OREANDA-NEWS. November 11, 2009. According to Statistics Estonia, in October the price level lowered 0.1% month-on-month and 2.2% year-on-year. Inflation in Estonia is rather close to the Maastricht inflation criterion, reported the press-centre of Eesti Pank.

The short-term fluctuations in the monthly inflation rate over the past half a year have been mainly caused by energy-related goods and changes in taxation, but the general downward trend in prices has nevertheless continued. Thermal energy has gone up in price by a total of 10% over the past couple of months, although it is still more than a tenth cheaper compared to the start of the year.

The share of services in the declining price level will increase in near future. The data of the Estonian Institute of Economic Research show that about one in six trading-sector enterprises is expecting prices to fall in the next months, whereas in the services sector price drops are anticipated by just an average of one out of four companies.
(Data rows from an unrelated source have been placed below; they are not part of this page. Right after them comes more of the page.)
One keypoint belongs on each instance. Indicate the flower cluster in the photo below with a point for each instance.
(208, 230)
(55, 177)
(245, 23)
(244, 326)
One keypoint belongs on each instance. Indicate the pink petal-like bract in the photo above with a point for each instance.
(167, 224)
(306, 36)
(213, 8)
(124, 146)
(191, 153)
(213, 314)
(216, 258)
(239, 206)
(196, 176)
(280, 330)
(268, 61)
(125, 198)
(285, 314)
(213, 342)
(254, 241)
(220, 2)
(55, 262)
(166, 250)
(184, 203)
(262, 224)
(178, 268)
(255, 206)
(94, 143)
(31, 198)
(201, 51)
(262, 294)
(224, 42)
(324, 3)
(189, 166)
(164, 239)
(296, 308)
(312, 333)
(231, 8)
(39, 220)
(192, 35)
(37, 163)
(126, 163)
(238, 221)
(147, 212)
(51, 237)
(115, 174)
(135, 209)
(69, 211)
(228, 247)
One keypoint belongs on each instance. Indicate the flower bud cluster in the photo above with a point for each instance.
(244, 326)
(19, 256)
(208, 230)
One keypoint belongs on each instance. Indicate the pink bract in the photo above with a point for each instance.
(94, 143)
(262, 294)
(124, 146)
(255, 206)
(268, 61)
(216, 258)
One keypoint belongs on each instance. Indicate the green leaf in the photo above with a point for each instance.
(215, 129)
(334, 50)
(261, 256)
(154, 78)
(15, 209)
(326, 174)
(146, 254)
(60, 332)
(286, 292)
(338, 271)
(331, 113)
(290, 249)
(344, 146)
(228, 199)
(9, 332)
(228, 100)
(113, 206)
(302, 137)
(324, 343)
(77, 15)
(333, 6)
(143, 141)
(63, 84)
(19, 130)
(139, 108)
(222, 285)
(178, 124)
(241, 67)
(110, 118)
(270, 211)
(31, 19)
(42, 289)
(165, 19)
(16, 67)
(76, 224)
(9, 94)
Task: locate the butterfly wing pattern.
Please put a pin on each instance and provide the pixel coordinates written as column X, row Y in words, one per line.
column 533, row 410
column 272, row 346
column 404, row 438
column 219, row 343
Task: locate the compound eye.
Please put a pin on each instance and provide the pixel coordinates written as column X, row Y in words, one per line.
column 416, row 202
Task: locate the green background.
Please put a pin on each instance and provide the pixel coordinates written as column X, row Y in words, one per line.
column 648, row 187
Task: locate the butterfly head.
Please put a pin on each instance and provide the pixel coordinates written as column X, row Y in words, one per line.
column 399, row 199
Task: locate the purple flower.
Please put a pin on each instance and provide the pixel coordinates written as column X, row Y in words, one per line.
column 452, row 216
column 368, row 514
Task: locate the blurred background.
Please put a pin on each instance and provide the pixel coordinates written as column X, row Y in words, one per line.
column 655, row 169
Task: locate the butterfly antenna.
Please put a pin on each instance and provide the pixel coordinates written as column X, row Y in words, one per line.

The economic downturn has shown self-discipline needs to be tightened in the parts of the economy where the prices of goods need administrative approval. Expenditures have gone up in several fields of activity, whereas productivity indicators do not confirm this has been caused by increased efficiency. Expenditure growth has been offset by price hikes. For instance, the costs of housing-related services have grown by nearly a tenth year-on-year.

As regards the euro area, preliminary estimates for October show the consumer basket was some 0.1% cheaper there year-on-year, and the risk of price rises in the external environment continues to be low. This is also confirmed by the decisions of major central banks to leave the monetary policy interest rates unchanged. Although global economic growth has resumed, risks to the outlook persist.

The majority of the decline is over for Estonia as well, but the country is still lacking economic potential to enter a new growth cycle. The amount of enterprises planning to cut jobs still exceeds the number of those intending to hire in the months to come. Labour market indicators show households continue to curb their consumption expenditure, which means demand pressures on prices remain weak.